Dieci anni dopo France Soir pubblicò una lettera in cui Cocteau scriveva: “Per noi non ci sarà un appartamento decente fin quando tutti gli ignobili ebreacci che ci ingombrano non saranno stati messi alla porta”.
Il direttore del Maariv, Amnon Dankner, ha dichiarato recentemente che in Francia c’è “un’anima progressista, umanista, coraggiosa, pronta a combattere per i più alti ideali” e un’altra “vigliacca, antisemita, micragnosa e traditrice”. traditrice”. Non è solo un problema francese, sostiene il Centro Simon Wiesenthal.
Il sito Internet di Atene 2004 si è come “dimenticato” di riportare la capitale di Israele.
Eleftherotypia, il secondo quotidiano più venduto in Grecia, ha scritto contro i “fondamentalisti cristiani fascisti in coalizione con i sionisti internazionali che governano in America”.
Alla fine di febbraio la Friedrich Ebert Stiftung Foundation, l’ammiraglia di Gerhard Schroeder, ha organizzato un summit a Beirut con Hamas e Hezbollah. “Nessuno degli organizzatori ha mosso un dito per far cessare gli attacchi antisemiti”, ha detto al Maariv la cantante Shirel, dopo che le avevano gridato “sporca ebrea” a un concerto organizzato dalla moglie di Chirac a Macon.
Un tunisino ha ricusato il giudice sospettando che fosse ebreo.

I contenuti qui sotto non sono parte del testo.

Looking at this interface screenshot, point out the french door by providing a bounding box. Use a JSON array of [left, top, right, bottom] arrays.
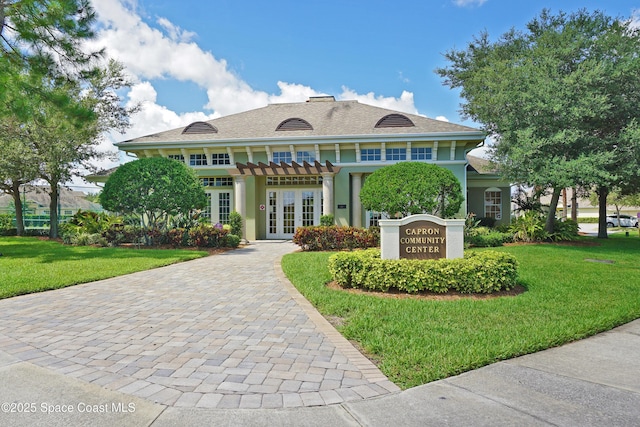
[[267, 189, 322, 239], [203, 190, 233, 224]]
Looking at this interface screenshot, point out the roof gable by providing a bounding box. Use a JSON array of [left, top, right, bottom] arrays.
[[117, 100, 483, 146]]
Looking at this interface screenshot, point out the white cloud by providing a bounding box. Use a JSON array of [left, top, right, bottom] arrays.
[[453, 0, 487, 7], [158, 18, 196, 43], [87, 0, 417, 120], [82, 0, 458, 186]]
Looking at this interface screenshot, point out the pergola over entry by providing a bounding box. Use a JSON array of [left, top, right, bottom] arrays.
[[229, 160, 340, 239], [229, 160, 340, 176]]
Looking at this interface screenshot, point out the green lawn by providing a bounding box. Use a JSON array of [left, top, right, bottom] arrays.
[[0, 237, 207, 298], [282, 235, 640, 388]]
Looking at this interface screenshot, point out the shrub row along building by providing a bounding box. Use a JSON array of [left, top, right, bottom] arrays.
[[92, 96, 510, 240]]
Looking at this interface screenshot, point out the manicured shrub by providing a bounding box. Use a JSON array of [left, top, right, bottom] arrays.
[[229, 211, 242, 236], [189, 224, 228, 248], [70, 233, 108, 246], [320, 214, 335, 227], [0, 214, 14, 232], [550, 219, 580, 242], [329, 249, 518, 293], [465, 231, 513, 248], [509, 211, 549, 242], [478, 217, 496, 228], [167, 228, 189, 248], [293, 225, 380, 251], [224, 234, 240, 248]]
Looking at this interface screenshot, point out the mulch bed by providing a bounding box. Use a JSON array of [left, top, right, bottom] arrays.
[[326, 281, 526, 301]]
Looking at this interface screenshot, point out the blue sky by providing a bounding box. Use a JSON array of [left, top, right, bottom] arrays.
[[84, 0, 640, 179]]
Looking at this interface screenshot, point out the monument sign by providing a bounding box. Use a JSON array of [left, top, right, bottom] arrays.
[[379, 214, 464, 259]]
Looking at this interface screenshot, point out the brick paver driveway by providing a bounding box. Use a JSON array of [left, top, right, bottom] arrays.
[[0, 242, 398, 408]]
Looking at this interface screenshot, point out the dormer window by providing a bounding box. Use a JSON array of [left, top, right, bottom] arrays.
[[182, 122, 218, 135], [276, 118, 313, 131], [375, 114, 415, 129]]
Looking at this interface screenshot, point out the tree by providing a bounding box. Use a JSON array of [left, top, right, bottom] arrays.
[[29, 60, 137, 238], [0, 0, 102, 119], [436, 10, 640, 237], [100, 157, 207, 236], [360, 162, 463, 218], [0, 118, 38, 236], [0, 0, 136, 237]]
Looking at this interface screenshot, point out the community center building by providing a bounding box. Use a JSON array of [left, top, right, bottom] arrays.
[[102, 96, 510, 240]]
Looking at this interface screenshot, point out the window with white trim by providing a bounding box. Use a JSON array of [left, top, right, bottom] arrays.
[[189, 154, 207, 166], [200, 176, 233, 187], [411, 147, 431, 160], [360, 148, 382, 162], [296, 151, 316, 163], [273, 151, 291, 163], [385, 148, 407, 161], [484, 187, 502, 219], [211, 153, 231, 165]]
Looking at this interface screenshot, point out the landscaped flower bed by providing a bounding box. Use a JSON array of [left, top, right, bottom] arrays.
[[329, 249, 518, 293]]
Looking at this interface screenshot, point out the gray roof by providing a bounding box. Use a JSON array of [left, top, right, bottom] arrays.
[[117, 98, 484, 147]]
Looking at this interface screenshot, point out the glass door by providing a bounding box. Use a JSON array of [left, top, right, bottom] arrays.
[[267, 189, 322, 239]]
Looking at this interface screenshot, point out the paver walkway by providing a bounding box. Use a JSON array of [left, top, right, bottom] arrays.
[[0, 242, 399, 408]]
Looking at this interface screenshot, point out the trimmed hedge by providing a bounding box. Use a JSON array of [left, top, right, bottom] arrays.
[[329, 249, 518, 293], [465, 231, 513, 248], [293, 225, 380, 251]]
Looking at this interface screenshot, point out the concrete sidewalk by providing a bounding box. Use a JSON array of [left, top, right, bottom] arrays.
[[0, 243, 640, 426]]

“E’ il problema n° 1 in Francia”, ha scritto Denis Jeambar su L’Express. “Quello che era accettato solo da gruppi marginali ora è diventato norma”, gli fa eco l’ex rabbino capo Samuel Sirat. La norma è quella che il presidente dell’Observatoire de l’antisémitisme, Pierre-Andrè Taguieff, ha definito “la nuova giudefobia”.
Secondo Roger Cukierman, del Consiglio delle istituzioni ebraiche di Francia, “in certi ambienti intellettuali l’antisemitismo è diventato politicamente corretto”. Raffarin, nel gennaio scorso, ha sentito il bisogno di rivolgersi ai 600 mila ebrei francesi: “Non abbiate paura. Voi potete aver fiducia nella Francia, perché voi siete la Francia”.
Ma Nathan Sharansky continua a giudicare inquietante la situazione.
In esergo al pamphlet di Jean Genet su Sabra e Chatila, le parole di Gabriel García Márquez: “Se esistesse il Premio Nobel per la Morte se lo sarebbero assicurati Begin e il suo assassino di professione: Ariel Sharon”.
E la Francia dà asilo ai brigatisti. Ulrike Meinhof si espresse così: “Auschwitz significa che sei milioni di ebrei sono stati gettati nella discarica d’Europa per quello che erano considerati: ebrei del denaro. L’antisemitismo è in realtà odio per il capitalismo”. Sapranno antisemiti e brigatisti che fu l’ebreo Andrè Citroën a illuminare la Torre Eiffel, ravvivando così le loro rimpatriate nostalgiche?